KAIST (Korea Advanced Institute of Science and Technology) announced that its research team had developed and launched a highly accurate deepfake-detecting mobile app. Deepfakes use deep learning and artificial intelligence to manipulate media content, creating convincing but fake photos, audio, and video content. Following the recent increase in deepfake technology usage, a KAIST research team developed KaiCatch, an app that detects forged media.
Moreover, Lee Heung-Kyu, a professor at KAIST’s Department of Computer Science, led the research team that developed the new technology. As KAIST stated, the KaiCatch software can quickly and precisely identify deepfake content by analyzing artificial visual changes and distortions. KAIST’s KaiCatch technology also has a 90% accuracy rate and is the first South Korean deepfake-detecting mobile app.
KaiCatch’s Development
“It was developed to be versatile in response to various types of deformation by using artificial intelligence and micro anomaly signal tracing techniques,” said Professor Lee. Since 2015, Professor Lee has been developing the media forgery-detecting software, utilizing a database with over 300,000 images and videos. Furthermore, Professor Lee added that KaiCatch’s launch is just a starting point since KAIST plans to update the technology continuously.
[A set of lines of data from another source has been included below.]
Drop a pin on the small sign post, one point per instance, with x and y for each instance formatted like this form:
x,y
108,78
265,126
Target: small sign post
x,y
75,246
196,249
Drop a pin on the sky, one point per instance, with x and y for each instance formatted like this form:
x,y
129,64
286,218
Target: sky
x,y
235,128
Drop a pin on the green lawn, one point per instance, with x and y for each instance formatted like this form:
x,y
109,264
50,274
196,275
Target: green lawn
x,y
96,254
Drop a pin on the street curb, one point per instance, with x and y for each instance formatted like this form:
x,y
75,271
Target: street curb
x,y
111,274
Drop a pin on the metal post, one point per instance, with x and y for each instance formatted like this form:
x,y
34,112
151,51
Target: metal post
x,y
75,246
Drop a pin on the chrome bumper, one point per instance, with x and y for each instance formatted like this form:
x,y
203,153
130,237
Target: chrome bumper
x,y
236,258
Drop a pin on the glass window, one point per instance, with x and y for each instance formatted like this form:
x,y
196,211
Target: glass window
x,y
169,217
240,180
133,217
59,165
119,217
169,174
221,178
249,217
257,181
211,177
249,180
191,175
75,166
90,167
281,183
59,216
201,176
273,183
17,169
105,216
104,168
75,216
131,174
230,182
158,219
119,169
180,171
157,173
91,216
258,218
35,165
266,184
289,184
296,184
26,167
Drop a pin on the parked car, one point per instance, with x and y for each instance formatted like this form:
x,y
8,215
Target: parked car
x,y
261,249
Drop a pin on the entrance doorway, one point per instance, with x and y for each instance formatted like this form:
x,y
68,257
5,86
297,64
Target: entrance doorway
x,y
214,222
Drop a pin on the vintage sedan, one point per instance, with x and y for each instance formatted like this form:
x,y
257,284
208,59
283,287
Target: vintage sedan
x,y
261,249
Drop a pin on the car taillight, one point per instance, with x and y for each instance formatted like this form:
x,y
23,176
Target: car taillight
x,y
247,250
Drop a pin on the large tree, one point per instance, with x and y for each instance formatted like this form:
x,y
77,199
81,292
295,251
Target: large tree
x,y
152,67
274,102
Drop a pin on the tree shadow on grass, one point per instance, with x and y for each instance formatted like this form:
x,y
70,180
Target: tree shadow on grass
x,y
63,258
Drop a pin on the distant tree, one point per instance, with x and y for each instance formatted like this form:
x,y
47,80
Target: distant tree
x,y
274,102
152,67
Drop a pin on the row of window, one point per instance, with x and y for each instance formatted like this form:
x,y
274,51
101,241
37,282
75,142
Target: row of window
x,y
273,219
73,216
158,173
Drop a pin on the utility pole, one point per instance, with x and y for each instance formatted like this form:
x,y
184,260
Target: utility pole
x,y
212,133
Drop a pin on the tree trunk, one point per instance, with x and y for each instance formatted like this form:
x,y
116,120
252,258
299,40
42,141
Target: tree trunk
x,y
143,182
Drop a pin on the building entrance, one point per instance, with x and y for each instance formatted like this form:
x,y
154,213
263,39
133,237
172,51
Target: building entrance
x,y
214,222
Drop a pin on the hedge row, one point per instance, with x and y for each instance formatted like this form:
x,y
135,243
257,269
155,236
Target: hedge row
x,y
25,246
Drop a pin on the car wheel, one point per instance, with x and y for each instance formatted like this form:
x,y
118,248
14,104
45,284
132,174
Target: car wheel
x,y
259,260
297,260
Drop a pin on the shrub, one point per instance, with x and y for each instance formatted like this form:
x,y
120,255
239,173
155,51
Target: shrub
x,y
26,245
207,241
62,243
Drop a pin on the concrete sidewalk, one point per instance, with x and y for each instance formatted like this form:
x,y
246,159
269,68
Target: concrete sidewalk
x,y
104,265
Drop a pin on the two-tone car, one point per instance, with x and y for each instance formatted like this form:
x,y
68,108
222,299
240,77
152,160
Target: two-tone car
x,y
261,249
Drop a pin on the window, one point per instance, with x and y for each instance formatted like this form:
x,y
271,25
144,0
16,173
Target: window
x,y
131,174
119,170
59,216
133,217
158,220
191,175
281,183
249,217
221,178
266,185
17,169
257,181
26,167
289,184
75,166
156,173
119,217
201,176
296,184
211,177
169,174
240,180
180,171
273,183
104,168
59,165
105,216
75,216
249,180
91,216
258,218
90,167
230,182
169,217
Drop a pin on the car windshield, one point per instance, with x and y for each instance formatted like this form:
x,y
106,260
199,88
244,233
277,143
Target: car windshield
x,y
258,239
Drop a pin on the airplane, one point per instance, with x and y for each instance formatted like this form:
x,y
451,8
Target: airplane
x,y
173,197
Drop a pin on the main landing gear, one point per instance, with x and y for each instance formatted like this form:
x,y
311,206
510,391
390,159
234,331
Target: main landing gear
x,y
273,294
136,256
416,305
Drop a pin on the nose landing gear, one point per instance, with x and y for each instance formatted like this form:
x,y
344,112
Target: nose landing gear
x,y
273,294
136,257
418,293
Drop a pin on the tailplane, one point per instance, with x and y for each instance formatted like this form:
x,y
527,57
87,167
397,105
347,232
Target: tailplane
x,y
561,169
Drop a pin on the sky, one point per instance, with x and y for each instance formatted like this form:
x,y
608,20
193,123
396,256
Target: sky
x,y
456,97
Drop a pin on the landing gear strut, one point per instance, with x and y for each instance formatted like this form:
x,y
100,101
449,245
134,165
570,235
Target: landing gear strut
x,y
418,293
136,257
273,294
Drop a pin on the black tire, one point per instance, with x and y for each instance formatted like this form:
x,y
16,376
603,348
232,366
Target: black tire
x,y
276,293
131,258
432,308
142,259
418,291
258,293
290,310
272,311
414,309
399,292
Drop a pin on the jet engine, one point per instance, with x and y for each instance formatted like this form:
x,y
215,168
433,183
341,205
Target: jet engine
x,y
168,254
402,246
In South Korea, deepfake technology has become a significant issue since some users have used it for harassment and exploitation. This January, a petition calling for more substantial penalties and regulations on deepfake technology usage circulated, earning more than 330,000 signatures. Aside from controlling dangerous misinformation, KaiCatch allows the general public to prevent potential harm to victims thanks to its accessibility.
How It Works
KAIST’s research team optimized KaiCatch, enabling it to detect deepfake content by analyzing areas with micro-deformed signals and geometric distortions. When users upload photos or videos to KaiCatch, the app converts the uploaded content into individual frames for better analysis. For the video content examination feature, KaiCatch provides analysis results ranging from 0 to 100. If the results indicate a high number, then the app alerts the content as most likely altered. Additionally, KaiCatch offers photo forgery detection, giving users two analysis images that visualize areas with suspected alterations.
In addition to personal uses, other institutions can also utilize KaiCatch, including media and broadcasting companies, portal operators, and more. Currently, KaiCatch is only available for download on the Google Play Store. However, KAIST plans to release the app on Apple’s App Store, with extended language support for English, Chinese, and Japanese.